Javanotes 9, Section 11.5 -- A Brief Introduction to XML

Section 11.5

A Brief Introduction to XML

When data is saved to a file or transmitted over a network, it must be represented in some way that will allow the same data to be rebuilt later, when the file is read or the transmission is received. We have seen that there are good reasons to prefer textual, character-based representations in many cases, but there are many ways to represent a given collection of data as text. In this section, we'll take a brief look at one type of character-based data representation that has become increasingly common.

XML (eXtensible Markup Language) is a syntax for creating data representation languages. There are two aspects or levels of XML. On the first level, XML specifies a strict but relatively simple syntax. Any sequence of characters that follows that syntax is a well-formed XML document. On the second level, XML provides a way of placing further restrictions on what can appear in a document. This is done by associating a DTD (Document Type Definition) with an XML document. A DTD is essentially a list of things that are allowed to appear in the XML document. A well-formed XML document that has an associated DTD and that follows the rules of the DTD is said to be a valid XML document. The idea is that XML is a general format for data representation, and a DTD specifies how to use XML to represent a particular kind of data. (There are also alternatives to DTDs, such as XML schemas, for defining valid XML documents, but let's ignore them here.)

There is nothing magical about XML. It's certainly not perfect. It's a very verbose language, and some people think it's ugly. On the other hand it's very flexible. It can be used to represent almost any type of data. It was built from the start to support all languages and alphabets. Most important, it has become an accepted standard. There is support in just about any programming language for processing XML documents. There are standard DTDs for describing many different kinds of data. There are many ways to design a data representation language, but XML is one that has happened to come into widespread use. In fact, it has found its way into almost every corner of information technology. For example: There are XML languages for representing mathematical expressions (MathML), musical notation (MusicXML), molecules and chemical reactions (CML), vector graphics (SVG), and many other kinds of information. XML is used by OpenOffice and recent versions of Microsoft Office in the document format for office applications such as word processing, spreadsheets, and presentations. XML site syndication languages (RSS, ATOM) make it possible for web sites, newspapers, and blogs to make a list of recent headlines available in a standard format that can be used by other web sites and by web browsers; the same format is used to publish podcasts. And XML is a common format for the electronic exchange of business information.

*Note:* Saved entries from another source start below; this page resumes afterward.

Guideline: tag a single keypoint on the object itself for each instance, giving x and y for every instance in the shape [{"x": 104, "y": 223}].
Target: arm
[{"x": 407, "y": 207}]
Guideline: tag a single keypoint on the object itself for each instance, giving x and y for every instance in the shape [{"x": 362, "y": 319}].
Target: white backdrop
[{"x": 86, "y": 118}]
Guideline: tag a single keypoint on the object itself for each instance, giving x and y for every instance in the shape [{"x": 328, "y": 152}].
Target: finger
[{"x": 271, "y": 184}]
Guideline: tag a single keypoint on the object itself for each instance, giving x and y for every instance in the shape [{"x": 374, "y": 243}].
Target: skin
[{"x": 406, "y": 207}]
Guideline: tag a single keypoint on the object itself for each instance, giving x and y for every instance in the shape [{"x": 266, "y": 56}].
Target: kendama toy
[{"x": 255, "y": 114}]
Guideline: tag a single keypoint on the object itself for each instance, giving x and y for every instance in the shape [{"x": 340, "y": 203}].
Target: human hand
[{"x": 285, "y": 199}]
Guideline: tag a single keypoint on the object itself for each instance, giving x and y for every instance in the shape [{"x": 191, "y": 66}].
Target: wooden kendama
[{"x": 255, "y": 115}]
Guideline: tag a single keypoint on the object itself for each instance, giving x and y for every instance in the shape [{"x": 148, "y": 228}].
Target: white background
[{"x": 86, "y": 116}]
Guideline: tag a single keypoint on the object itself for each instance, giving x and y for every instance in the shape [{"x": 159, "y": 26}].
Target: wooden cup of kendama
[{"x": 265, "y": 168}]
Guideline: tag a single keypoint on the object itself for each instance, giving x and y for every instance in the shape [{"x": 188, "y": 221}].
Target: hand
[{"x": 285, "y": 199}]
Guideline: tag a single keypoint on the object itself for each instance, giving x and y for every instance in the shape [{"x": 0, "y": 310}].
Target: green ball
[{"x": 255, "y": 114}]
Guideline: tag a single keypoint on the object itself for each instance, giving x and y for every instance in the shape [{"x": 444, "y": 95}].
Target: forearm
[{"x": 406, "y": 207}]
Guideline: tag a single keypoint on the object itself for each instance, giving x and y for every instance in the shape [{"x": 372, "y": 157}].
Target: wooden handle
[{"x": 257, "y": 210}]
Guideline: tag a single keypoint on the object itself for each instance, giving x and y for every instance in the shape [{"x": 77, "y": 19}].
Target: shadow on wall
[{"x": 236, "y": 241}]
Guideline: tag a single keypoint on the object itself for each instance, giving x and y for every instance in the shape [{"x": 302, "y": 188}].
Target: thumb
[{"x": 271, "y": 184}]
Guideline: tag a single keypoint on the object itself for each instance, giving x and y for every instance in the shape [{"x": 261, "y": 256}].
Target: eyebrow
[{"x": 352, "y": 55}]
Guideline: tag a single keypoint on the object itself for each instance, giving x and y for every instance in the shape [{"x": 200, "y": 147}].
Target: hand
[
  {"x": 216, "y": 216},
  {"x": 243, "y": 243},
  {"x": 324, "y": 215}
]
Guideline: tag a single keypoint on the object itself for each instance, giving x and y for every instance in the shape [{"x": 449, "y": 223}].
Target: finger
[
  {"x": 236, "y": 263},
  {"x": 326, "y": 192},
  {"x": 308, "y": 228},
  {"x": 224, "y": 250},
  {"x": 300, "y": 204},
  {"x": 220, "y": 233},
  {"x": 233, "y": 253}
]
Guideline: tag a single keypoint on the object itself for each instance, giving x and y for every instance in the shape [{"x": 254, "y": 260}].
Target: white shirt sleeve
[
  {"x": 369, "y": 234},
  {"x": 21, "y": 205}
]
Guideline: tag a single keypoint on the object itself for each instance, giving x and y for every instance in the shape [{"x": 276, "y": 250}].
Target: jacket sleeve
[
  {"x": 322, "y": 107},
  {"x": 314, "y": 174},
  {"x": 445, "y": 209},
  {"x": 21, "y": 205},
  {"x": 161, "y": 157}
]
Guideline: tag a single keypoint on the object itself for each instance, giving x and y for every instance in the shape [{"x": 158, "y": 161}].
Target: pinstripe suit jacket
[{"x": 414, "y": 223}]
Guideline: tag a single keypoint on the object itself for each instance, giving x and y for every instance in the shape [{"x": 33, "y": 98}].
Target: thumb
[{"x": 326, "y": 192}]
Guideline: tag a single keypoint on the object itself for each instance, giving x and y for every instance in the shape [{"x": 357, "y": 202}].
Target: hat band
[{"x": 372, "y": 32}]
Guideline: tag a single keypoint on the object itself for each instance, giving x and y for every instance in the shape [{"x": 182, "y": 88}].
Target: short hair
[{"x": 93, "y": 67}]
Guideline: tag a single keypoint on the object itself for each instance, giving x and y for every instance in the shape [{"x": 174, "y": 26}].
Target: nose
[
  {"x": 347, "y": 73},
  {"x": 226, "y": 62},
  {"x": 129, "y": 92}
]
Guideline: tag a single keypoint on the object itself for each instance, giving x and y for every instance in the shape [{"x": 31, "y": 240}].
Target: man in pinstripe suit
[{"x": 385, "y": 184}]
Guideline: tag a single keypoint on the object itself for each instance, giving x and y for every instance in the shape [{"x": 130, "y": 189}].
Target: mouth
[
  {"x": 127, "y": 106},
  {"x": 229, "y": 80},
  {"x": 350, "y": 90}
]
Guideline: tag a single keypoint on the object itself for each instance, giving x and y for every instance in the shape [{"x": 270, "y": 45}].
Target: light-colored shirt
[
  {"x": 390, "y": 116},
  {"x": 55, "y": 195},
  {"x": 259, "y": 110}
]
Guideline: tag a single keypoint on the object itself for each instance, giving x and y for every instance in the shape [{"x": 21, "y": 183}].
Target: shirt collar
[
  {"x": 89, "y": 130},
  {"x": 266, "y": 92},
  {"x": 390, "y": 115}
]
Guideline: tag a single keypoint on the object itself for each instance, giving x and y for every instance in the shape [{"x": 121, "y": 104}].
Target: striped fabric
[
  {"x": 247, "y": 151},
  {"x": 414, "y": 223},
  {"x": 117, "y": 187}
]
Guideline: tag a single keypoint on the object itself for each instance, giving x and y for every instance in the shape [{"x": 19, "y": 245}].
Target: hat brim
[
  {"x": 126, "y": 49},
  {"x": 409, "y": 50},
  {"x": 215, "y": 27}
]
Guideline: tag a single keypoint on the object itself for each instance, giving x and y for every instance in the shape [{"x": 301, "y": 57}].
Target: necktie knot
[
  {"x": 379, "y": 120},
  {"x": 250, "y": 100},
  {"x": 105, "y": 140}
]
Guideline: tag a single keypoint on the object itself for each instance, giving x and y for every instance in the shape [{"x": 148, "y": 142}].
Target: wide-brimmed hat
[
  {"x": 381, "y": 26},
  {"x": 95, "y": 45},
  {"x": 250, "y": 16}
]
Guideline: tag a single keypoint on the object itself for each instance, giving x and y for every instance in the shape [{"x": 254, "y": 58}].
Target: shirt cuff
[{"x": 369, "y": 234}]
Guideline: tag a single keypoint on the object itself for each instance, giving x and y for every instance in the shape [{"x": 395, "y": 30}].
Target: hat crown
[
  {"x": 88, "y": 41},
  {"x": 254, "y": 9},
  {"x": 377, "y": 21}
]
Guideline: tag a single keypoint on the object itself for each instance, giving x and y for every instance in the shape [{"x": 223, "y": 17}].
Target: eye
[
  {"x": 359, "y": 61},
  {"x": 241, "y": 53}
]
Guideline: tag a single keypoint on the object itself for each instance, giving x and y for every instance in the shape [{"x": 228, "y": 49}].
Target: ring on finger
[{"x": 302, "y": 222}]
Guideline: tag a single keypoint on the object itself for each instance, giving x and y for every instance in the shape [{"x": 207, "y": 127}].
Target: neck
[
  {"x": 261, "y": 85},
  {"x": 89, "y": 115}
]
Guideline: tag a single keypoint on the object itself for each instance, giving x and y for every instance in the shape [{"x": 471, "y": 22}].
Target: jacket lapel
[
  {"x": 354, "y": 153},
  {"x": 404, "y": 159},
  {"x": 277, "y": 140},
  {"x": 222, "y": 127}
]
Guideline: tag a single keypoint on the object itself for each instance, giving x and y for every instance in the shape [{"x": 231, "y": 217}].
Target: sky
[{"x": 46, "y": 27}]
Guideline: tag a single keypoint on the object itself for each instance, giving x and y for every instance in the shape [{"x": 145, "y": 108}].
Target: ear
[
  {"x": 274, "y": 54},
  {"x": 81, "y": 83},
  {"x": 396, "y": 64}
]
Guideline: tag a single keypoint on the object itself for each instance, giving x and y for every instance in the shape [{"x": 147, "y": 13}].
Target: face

My purpose here is not to tell you everything there is to know about XML. I will just explain a few ways in which it can be used in your own programs. In particular, I will not say anything further about DTDs and valid XML. For many purposes, it is sufficient to use well-formed XML documents with no associated DTDs.

11.5.1 Basic XML Syntax

If you know HTML, the language for writing web pages, then XML will look familiar. An XML document looks a lot like an HTML document. HTML is not itself an XML language, since it does not follow all the strict XML syntax rules, but the basic ideas are similar. Here is a short, well-formed XML document:

<?xml version="1.0"?>
<simplepaint version="1.0">
   <background red='1' green='0.6' blue='0.2'/>
   <curve>
      <color red='0' green='0' blue='1'/>
      <symmetric>false</symmetric>
      <point x='83' y='96'/>
      <point x='116' y='149'/>
      <point x='159' y='215'/>
      <point x='216' y='294'/>
      <point x='264' y='359'/>
      <point x='309' y='418'/>
      <point x='371' y='499'/>
      <point x='400' y='543'/>
   </curve>
   <curve>
      <color red='1' green='1' blue='1'/>
      <symmetric>true</symmetric>
      <point x='54' y='305'/>
      <point x='79' y='289'/>
      <point x='128' y='262'/>
      <point x='190' y='236'/>
      <point x='253' y='209'/>
      <point x='341' y='158'/>
   </curve>
</simplepaint>

The first line, which is optional, merely identifies this as an XML document. This line can also specify other information, such as the character encoding that was used to encode the characters in the document into binary form. If this document had an associated DTD, it would be specified in a "DOCTYPE" directive on the next line of the file.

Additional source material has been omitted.